Illusory speeding-up and slowing-down of objects moving at constant speed emerges from natural motion detection algorithms.

The footsteps illusion is a perceptual illusion in which two bars moving at the same constant speed on a stripey background are seen as alternately accelerating and decelerating like footsteps. The cortical mechanisms that give rise to footsteps and similar illusions remain to be fully understood and may reveal important neural computations. Using an implementation of the biologically inspired correlational model of motion detection, the 2-Dimensional Motion Detector, this study had three aims. First, reproducing perceptual speed oscillations in model simulations. Second, mapping empirical reports of multiple illusion configurations onto model outputs. Third, inferring from the successful model, the perceptual role of multi-scale spatio-temporal channels. We developed a 2-Dimensional Motion Detector implementation adding a global (single value) frame-by-frame dynamic readout to quantify continuous and oscillating response components.
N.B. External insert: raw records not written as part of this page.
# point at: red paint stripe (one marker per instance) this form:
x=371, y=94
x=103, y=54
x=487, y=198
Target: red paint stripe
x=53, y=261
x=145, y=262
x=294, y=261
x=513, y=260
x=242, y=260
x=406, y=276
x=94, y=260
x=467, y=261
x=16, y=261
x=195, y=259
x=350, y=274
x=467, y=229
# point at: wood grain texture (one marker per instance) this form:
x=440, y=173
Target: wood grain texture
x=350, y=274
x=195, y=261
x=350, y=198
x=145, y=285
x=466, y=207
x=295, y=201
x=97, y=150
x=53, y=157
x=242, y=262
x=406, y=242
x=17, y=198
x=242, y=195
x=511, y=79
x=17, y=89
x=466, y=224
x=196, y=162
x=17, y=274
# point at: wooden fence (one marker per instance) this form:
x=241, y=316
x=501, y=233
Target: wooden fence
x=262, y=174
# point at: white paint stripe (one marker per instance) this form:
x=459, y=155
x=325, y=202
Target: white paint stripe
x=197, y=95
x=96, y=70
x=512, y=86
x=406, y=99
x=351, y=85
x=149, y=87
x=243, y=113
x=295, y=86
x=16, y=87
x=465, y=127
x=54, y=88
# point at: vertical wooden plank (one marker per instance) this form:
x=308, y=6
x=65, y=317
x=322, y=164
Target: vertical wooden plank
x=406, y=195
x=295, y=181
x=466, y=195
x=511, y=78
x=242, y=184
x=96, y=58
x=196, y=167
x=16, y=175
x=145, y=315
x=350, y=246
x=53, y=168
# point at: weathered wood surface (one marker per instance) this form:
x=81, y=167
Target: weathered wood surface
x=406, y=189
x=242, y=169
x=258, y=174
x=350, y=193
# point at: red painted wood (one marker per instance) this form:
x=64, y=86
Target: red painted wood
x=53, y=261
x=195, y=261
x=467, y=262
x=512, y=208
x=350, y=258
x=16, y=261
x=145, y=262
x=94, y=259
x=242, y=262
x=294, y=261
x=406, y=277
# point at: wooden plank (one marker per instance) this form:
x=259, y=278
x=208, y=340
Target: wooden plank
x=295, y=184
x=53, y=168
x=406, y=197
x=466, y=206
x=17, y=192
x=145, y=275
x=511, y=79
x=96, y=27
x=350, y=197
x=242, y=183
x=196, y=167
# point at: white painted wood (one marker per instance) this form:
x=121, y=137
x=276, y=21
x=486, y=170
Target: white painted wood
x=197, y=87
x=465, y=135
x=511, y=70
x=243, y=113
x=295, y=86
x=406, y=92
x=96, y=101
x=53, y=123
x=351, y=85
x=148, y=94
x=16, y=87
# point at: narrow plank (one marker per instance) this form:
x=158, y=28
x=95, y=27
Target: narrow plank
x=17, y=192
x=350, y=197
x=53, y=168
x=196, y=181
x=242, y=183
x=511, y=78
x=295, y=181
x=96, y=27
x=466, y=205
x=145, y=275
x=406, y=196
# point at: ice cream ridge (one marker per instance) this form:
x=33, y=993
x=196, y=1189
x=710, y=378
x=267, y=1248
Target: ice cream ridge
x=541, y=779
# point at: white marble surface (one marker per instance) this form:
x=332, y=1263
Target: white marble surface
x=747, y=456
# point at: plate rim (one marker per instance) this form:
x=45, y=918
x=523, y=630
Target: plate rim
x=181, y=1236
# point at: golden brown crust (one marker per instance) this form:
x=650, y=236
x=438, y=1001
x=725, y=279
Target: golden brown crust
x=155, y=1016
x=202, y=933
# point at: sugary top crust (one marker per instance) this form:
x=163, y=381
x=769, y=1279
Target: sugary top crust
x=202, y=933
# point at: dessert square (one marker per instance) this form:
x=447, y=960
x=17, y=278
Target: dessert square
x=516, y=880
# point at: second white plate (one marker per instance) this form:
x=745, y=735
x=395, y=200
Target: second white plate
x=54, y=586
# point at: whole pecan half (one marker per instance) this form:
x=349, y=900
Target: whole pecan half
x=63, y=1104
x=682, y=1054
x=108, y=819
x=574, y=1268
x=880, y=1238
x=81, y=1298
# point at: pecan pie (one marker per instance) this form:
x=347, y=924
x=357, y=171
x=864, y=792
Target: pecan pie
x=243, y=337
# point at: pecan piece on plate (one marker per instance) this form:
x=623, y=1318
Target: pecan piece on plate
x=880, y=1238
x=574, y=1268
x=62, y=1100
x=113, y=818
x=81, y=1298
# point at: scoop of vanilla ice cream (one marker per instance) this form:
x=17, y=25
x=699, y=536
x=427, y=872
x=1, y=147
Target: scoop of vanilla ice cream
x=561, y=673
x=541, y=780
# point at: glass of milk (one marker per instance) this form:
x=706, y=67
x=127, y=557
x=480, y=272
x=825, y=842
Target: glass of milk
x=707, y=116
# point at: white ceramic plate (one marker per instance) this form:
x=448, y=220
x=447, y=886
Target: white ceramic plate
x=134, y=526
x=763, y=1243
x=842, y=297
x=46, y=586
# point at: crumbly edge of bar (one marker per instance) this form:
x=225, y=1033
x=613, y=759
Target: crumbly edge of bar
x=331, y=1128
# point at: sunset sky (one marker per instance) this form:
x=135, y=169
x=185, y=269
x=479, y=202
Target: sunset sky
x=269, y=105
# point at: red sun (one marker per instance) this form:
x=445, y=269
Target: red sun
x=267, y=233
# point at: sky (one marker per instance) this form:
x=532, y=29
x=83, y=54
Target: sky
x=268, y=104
We confirmed that an expected signature oscillatory motion response corresponded to the footsteps illusion, demonstrating that its amplitude varied according to empirically measured illusion strength. We showed that with a global readout, the inherent pattern and contrast dependence of correlation detectors is sufficient to reproduce the surprising perceptual illusion. This evidence suggests spacetime correlation may be a fundamental sensory computation across species, with complementary filtering and global pooling operations adapted for various complex phenomena.